All too often we hear about celebrities such as Prince falling victim to opioid overdose.1 The story goes that Prince suffered from chronic pain and took the fentanyl on which he overdosed to “try to control the constant, excruciating pain from damaged hips.”2
Could this have been prevented? Were opioids the only option? Had other methods of treatment been tried?
While Prince’s death was notable and tragic, the numbers of deaths in his and other age groups is astounding and climbing.3 In fact, at some medical examiners’ facilities, space for those who have died due to opioid overdose is running out.4 As such, the bodies are piling up.
Veterinarians are at risk of substance abuse as much as others, if not more. And they have access to prescription opioids, meaning veterinary professionals should be seeking alternatives to treat the pain, stress and despair that can accrue over time.
The cost to society of prescription opioid abuse amounts to a substantial and escalating economic burden on society.

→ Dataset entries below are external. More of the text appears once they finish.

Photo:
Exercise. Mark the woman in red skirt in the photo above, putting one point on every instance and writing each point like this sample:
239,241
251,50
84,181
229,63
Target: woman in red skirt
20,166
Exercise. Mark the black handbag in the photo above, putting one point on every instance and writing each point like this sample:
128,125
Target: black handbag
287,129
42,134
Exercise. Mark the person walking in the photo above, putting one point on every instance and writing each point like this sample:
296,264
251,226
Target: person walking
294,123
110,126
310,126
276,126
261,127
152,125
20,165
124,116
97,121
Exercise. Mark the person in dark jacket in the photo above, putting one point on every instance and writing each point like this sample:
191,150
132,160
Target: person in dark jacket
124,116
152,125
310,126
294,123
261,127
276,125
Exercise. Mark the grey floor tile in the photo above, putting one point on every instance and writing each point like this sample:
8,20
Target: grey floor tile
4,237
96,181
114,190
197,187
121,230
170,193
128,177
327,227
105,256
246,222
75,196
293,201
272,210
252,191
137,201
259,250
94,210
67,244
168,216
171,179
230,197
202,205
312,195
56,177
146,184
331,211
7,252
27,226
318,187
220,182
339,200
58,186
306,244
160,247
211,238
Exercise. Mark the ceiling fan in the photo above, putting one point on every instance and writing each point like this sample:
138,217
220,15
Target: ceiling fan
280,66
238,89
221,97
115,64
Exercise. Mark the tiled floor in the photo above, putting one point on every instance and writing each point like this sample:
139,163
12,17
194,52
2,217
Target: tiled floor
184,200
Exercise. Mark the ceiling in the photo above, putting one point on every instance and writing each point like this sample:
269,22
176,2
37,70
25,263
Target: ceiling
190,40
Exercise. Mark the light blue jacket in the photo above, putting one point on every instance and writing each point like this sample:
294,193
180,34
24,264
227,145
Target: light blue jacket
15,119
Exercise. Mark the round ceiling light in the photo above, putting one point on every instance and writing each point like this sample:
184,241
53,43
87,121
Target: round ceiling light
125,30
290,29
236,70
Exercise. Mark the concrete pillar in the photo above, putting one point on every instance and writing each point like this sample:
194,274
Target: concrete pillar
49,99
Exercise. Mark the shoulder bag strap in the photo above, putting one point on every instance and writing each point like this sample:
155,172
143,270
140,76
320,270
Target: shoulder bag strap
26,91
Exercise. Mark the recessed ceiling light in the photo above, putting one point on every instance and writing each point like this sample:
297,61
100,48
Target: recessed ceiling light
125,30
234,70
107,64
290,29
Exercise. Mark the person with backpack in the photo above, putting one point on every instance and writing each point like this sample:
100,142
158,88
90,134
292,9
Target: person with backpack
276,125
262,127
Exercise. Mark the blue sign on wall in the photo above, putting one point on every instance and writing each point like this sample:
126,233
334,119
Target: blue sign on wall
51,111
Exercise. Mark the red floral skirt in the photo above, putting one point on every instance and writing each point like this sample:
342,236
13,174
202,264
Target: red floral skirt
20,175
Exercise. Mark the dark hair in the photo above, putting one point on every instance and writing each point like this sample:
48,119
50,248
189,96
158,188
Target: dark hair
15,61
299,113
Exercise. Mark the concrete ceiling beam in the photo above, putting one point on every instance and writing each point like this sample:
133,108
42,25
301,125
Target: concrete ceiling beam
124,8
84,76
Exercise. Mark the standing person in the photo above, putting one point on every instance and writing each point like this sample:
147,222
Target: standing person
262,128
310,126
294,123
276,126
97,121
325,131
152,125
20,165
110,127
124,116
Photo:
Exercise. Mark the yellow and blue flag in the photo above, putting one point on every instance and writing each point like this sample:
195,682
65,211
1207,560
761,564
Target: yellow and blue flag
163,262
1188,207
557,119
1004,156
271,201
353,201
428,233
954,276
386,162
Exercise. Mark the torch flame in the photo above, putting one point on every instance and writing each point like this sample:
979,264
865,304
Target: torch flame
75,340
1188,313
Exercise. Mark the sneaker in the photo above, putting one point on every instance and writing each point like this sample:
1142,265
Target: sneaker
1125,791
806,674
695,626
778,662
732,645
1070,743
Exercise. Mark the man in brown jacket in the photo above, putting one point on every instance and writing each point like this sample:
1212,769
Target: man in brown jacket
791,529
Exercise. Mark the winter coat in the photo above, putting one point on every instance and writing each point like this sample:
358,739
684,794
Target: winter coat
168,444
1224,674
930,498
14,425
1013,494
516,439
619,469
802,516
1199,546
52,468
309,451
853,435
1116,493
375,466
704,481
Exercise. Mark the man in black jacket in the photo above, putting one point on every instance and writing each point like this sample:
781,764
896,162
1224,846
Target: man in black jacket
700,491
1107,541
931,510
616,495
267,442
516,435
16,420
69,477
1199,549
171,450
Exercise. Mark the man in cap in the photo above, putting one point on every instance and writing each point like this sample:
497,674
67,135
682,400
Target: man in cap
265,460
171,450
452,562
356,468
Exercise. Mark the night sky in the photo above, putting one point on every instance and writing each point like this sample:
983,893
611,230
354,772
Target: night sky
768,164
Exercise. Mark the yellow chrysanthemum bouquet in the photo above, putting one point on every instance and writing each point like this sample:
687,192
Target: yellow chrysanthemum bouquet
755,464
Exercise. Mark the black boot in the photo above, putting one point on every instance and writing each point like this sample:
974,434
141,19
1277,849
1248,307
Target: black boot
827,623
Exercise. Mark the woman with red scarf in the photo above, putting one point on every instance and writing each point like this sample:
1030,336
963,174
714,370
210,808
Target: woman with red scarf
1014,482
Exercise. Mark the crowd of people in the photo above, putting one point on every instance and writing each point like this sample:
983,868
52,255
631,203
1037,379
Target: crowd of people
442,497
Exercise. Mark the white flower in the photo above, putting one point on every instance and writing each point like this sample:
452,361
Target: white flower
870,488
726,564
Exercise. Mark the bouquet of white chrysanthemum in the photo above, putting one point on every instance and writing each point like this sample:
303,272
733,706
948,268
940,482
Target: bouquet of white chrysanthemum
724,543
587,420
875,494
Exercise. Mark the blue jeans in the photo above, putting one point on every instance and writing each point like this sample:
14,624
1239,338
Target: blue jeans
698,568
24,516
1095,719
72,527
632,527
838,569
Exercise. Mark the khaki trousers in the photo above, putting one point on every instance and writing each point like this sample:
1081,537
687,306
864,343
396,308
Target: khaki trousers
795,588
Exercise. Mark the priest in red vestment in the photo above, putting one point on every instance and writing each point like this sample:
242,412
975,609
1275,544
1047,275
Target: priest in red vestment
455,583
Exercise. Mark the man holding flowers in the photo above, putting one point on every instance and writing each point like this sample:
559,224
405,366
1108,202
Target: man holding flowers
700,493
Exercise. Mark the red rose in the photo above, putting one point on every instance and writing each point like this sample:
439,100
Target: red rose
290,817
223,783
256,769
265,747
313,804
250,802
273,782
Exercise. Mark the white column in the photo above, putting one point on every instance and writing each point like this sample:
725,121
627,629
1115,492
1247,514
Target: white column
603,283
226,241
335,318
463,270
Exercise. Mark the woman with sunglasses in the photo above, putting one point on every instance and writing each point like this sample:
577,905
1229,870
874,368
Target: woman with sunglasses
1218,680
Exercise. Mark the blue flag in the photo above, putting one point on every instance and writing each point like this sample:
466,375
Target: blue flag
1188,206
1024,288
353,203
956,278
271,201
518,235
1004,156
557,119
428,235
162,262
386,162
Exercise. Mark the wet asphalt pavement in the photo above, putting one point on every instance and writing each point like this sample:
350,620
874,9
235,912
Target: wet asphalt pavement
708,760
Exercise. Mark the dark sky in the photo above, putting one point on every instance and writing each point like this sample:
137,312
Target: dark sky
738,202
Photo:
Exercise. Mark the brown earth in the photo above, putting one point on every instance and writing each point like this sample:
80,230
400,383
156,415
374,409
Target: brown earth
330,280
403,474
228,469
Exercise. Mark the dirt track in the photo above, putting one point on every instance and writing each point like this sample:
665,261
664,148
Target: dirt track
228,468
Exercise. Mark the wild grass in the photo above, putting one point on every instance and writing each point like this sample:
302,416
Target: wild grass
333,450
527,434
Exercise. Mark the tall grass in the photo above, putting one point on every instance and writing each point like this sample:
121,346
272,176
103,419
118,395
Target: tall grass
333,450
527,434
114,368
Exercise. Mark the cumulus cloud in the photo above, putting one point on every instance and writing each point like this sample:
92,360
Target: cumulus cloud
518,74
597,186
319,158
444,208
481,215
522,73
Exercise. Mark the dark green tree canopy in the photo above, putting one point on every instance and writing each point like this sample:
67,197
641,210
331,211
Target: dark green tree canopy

Projections indicate the problem is only going to increase and the toll it exacts will become more painful.5
However, while tens of billions of dollars are being consumed by this self-perpetuating tragedy, the etiology of the illness goes largely unaddressed. That’s because the problem with prescription opioid abuse is not just the drug, it’s the prescription. Drugs don’t prescribe themselves.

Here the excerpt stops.